One of the students I work with has an undiagnosed disability. David is constantly into things. He calls out answers when it’s not his turn. He can’t sit still. He doesn’t keep his hands to himself, but instead pokes and tickles and flicks the kids around him. When he doesn’t get his way, he cries; but just as quickly as the tears start, they’ve dried again and he’s on to something else. I think about 50 years ago he would’ve been called “a handful.”
One thing about David is that David loves fish. I don’t think I can express that too strongly. David LOVES fish. He knows a lot about fish: the species, where they live, what they like to do. A surprising amount for a first grader. The classroom where I see him has a small aquarium with a few fish. They look like mostly goldfish to me, maybe something else you would find at a dentist’s office.

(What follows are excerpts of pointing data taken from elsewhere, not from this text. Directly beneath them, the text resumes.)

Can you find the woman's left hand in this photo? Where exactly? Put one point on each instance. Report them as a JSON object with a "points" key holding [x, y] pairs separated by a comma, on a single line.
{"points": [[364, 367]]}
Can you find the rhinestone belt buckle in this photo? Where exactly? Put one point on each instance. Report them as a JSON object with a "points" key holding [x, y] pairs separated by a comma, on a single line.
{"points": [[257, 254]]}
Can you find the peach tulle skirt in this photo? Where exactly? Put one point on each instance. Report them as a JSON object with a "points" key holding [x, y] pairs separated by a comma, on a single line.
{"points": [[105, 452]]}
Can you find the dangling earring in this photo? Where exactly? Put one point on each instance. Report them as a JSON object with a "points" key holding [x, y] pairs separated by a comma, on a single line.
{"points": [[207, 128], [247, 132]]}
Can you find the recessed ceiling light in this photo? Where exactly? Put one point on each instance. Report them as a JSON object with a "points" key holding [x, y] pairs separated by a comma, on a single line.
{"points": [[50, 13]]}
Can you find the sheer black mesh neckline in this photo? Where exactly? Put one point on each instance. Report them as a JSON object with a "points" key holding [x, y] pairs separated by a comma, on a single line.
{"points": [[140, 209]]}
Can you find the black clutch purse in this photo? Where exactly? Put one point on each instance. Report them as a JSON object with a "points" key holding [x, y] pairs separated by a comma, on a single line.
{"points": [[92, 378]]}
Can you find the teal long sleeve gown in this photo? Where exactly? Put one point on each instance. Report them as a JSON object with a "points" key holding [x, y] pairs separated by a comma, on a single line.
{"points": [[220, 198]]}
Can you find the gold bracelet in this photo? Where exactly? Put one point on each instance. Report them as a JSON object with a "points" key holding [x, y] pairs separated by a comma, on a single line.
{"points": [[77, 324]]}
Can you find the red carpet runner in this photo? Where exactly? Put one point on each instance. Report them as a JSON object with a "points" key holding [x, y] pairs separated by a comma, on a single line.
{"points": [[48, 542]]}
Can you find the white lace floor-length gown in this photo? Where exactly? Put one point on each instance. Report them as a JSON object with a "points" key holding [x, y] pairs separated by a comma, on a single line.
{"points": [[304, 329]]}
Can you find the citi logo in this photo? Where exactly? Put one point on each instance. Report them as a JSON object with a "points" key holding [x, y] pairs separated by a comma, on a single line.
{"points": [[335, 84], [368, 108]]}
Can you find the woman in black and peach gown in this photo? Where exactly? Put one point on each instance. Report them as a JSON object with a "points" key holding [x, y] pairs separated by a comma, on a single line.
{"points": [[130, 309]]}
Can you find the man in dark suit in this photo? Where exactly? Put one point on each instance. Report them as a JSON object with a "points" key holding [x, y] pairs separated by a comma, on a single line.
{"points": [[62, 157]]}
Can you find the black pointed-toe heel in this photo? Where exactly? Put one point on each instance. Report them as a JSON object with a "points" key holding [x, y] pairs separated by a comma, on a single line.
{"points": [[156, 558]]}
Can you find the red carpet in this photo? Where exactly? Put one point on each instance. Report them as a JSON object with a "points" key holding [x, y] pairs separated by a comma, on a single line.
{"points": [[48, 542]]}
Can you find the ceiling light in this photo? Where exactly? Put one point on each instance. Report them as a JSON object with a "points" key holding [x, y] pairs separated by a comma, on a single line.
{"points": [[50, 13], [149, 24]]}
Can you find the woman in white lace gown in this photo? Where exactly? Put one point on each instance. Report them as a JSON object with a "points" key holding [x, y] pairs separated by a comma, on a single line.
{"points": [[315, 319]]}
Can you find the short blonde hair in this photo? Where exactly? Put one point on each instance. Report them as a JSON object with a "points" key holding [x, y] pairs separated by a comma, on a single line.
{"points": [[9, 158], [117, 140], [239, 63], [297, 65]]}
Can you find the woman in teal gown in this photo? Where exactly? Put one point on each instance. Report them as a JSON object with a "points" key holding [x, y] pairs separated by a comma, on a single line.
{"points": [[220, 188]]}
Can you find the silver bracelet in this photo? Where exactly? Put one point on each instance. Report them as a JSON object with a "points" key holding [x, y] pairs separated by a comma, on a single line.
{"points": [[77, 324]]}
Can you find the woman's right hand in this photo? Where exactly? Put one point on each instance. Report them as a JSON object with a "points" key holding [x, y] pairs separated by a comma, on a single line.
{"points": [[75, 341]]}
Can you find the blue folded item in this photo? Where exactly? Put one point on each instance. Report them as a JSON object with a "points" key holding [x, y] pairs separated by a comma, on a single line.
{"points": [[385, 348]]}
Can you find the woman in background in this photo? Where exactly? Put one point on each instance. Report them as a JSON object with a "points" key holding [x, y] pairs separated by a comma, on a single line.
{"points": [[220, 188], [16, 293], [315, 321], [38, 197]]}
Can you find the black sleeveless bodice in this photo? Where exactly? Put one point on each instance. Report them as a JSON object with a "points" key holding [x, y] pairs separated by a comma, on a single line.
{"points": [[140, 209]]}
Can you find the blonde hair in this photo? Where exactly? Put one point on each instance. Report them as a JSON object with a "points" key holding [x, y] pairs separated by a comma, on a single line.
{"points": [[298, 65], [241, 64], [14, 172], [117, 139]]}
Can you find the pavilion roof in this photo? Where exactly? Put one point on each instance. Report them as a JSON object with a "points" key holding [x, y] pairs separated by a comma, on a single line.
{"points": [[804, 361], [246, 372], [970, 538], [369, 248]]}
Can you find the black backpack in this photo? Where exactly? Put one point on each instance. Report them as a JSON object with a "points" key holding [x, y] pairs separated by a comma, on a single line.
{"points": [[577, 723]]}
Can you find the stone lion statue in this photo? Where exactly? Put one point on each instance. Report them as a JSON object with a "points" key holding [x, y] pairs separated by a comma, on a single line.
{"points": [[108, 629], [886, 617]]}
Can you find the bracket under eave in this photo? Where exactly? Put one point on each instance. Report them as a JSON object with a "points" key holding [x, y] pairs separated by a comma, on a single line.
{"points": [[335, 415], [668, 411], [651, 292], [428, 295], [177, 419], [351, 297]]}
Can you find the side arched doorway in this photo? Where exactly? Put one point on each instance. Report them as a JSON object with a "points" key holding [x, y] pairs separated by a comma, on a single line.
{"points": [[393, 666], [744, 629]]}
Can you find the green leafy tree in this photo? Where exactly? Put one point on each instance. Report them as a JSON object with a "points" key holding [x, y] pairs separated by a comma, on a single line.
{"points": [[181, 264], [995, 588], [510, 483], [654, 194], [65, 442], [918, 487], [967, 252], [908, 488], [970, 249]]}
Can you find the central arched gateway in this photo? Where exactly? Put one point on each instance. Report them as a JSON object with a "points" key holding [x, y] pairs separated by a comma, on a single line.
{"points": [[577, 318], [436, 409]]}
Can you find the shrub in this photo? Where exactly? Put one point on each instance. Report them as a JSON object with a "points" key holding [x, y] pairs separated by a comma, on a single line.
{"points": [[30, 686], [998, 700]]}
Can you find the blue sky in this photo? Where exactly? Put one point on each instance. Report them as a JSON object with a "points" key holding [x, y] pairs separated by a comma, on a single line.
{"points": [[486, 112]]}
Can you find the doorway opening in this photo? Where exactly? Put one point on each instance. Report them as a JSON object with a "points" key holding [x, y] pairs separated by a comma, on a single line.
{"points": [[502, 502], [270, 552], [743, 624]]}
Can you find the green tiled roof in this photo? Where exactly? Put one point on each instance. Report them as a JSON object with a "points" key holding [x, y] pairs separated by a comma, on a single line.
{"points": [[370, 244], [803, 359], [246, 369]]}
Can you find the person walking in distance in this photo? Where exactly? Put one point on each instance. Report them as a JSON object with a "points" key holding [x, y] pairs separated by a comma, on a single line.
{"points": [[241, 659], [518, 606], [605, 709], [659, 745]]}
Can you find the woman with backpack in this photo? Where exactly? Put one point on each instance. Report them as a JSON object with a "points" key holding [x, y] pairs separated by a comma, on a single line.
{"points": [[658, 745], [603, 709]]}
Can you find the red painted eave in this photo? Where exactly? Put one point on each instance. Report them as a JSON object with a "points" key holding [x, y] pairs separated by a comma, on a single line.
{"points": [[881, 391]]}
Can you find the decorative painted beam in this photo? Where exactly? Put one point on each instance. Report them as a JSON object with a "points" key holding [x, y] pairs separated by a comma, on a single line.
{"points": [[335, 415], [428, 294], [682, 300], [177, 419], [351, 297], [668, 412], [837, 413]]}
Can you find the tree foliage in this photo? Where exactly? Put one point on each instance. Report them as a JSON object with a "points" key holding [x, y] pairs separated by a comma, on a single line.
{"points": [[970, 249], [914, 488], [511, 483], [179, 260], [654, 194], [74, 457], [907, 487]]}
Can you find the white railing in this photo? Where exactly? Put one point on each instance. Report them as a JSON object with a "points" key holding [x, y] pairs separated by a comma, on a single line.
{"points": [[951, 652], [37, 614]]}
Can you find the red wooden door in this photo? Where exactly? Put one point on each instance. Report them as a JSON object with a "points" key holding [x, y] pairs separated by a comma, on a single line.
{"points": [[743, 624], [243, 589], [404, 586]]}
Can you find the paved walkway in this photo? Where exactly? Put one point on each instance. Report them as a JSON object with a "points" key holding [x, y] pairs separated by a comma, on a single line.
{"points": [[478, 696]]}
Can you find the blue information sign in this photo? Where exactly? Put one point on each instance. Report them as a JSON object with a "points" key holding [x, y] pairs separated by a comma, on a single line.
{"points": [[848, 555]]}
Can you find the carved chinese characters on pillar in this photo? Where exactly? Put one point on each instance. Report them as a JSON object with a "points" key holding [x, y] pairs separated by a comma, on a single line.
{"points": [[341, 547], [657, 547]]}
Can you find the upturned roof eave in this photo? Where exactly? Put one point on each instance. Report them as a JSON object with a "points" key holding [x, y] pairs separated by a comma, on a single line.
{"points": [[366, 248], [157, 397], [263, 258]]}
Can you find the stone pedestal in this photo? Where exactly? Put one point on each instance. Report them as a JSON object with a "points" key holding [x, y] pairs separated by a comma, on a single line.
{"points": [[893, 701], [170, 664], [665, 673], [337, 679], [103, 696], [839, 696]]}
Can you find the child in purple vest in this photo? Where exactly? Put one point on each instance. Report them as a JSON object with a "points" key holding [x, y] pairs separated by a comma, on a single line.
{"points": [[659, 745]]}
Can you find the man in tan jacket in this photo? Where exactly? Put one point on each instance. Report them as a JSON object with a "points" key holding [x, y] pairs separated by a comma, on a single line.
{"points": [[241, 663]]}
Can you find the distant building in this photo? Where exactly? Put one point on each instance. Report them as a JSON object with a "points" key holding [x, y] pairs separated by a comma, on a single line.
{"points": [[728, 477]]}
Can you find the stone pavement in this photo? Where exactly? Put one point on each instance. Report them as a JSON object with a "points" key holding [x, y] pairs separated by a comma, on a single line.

David sat memorized, entranced by the fish. It took every trick the teacher knew to tear his attention away from the tank. “David,” I said kindly, “First we do our lesson, then you can look at the fish.”
“But I just want to look at the fish!” David wailed. This was a common scene.
Finally, after months of work, David agreed to finish his work before watching the fish. One day, the anticipated moment had come: he had finished his tasks and was allowed to go look at the fish. I turned my back to continue helping the other students.
When I turned around, there stood David, both hands plunged elbow-deep into the tank, hands about to encircle around a fish who shook and appeared as terrorized as a fish possibly could. David looked at me just as I looked at him. His eyes read as much surprise as I felt.
“David!” I exploded, rushing over. “No!!!”
He quickly removed his hands from the tank, his eyes still wide in disbelief over what he had almost accomplished.
“David,” I softened, but still held his gaze, firm and serious. I took his elbow. “We never put our hands in the fish tank.”
David looked at me, his sweet blue eyes as wide as saucers. “Never?” He responded curiously.
“Never,” I repeated adamantly. “Only fish go in the fish tank.” I had to turn off my analytical brain to keep myself from spilling, “Well, except maybe for those who feed fish, or clean the tank, or train ocean animals,” because I think that would have distracted from the point.
David sighed and gazed down at his feet. “Ok,” he said at last. Then he glanced back up at me. “Are you sure?” He asked, just to make certain.
“Yes, I’m sure,” I confirmed. “Only fish.”